Side note: Nick, this is why I haven’t written back about this and probably will never be able to pull myself to write back about this. I’m really weird about my emotions around this. This is my journal.
So, here’s how this generally works: I write out some really general 5-year plans, then I struggle through some really far away 3-year plans based on the achievement of the far away 5-year plans, then I write some 1-year plans (again, based on the 5 and 3 year), and then I write some 6-month plans, and finally some 3-month plans, and then I review it all and go, “ok, what did I forget in my Memento-style approach to goal setting?” Usually, it’s quite a lot. In 5 years (2014, to those who want to be surprised by a year that looks very far away, but is actually right around the corner), I am not thinking about how much I’ll owe in taxes, whether I still have this 20 lbs to lose, visiting G’ma before she dies, and stuff like that. I’m thinking in huge generalizations like “have friends,” or “have a good relationship with my family.” But if I worked it from the 3-month out, I wouldn’t ever get to the bigger goals like “Hike the Pacific Crest Trail,” since that requires a lot of foresight that I typically don’t have when thinking of immediate needs…

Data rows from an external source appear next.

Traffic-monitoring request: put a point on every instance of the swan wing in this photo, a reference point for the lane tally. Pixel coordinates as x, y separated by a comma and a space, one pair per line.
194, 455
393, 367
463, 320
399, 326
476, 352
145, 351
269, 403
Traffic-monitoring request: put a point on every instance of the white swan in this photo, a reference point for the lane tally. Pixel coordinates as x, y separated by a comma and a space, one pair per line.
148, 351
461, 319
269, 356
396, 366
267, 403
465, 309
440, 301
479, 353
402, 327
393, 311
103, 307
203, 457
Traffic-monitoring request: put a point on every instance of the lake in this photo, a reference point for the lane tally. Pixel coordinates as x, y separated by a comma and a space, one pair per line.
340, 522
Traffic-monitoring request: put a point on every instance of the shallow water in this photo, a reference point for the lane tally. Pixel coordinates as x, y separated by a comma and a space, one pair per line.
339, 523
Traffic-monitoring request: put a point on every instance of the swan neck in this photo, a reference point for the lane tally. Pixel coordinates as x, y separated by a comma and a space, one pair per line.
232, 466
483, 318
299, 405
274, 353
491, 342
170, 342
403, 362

Which brings me to why I think goals are important. When I’m unhappy with my life, goals give me a hope for the future. Instead of waking up every day and slogging through an endless march of shitty monotony, I know that I’m marching through this shitty monotony to the FABULOUS FUCKING CASTLE ON THE OTHER SIDE OF THE MARSH! OOH a castle! But if I didn’t have that castle, I’d just look at the grime on my shoes and mutter about how no one knows the trouble I’ve seen. And also, I usually start wondering why I’m in this monotony and start taking actions –often quite drastic actions– to break the monotony, which sometimes isn’t the best from a long-term perspective. Likewise, when I’m happy with my life, it’s easy to coast through the years without noticing that time is passing, waking up at some later time wondering why I didn’t hike the Pacific Crest Trail [before I lost both my legs in the Revolution/before I got married and had children/while I was still insane enough to try it]. Don’t get me wrong… everything is great with loving the time you’ve got and being present in the moment and just being happy (in fact, Buddhists would say that this is the absolute in enlightenment, and that wanting all these goals and stuff is the path to unhappiness), but I think I’ll be happier knowing that I accomplished many things and had many experiences at the end of it all. I mean, I had to decide far in advance that I wanted to bike the Lifecycle, otherwise I never would have started training in time. And some day, I will want to accomplish things far greater than the Lifecycle that will require training of years, not just months.
So, that’s goals. Or resolutions. Or whatever.
Last year, I totally phoned it in. Those goals down there aren’t goals. Most of them weren’t even things that I cared very deeply about. Not that I’ll have more attachment to my goals that I’m working on now, but you’ll see the behemoth task of goals when I finally finish them up.
Right now, I’ve done up a 5 year plan and a 1 year plan, but I was distracted and people were talking to me and doing yoga and stuff like that, so I missed some stuff. My dad and I are getting together in a few days for more hours of goal-setting. It’s always great to do the goal-setting with my dad, since he’s so ambitious and taught me how to do them in the first place. Also, he’s wildly proud of me and it’s kind of nice to have someone cheering and who I can cheer for.
And as you’ve probably inferred from the manifesto above, you should really work on your goals, too. I’ve got some handy tips about categories and what type of things to include.
Anyways, off to do yoga!!
David got me the most awesome present for Christmas: A 1930 Royal typewriter. I looked up the serial number on the Typewriter Serial Number Database (possibly the coolest thing in the whole world).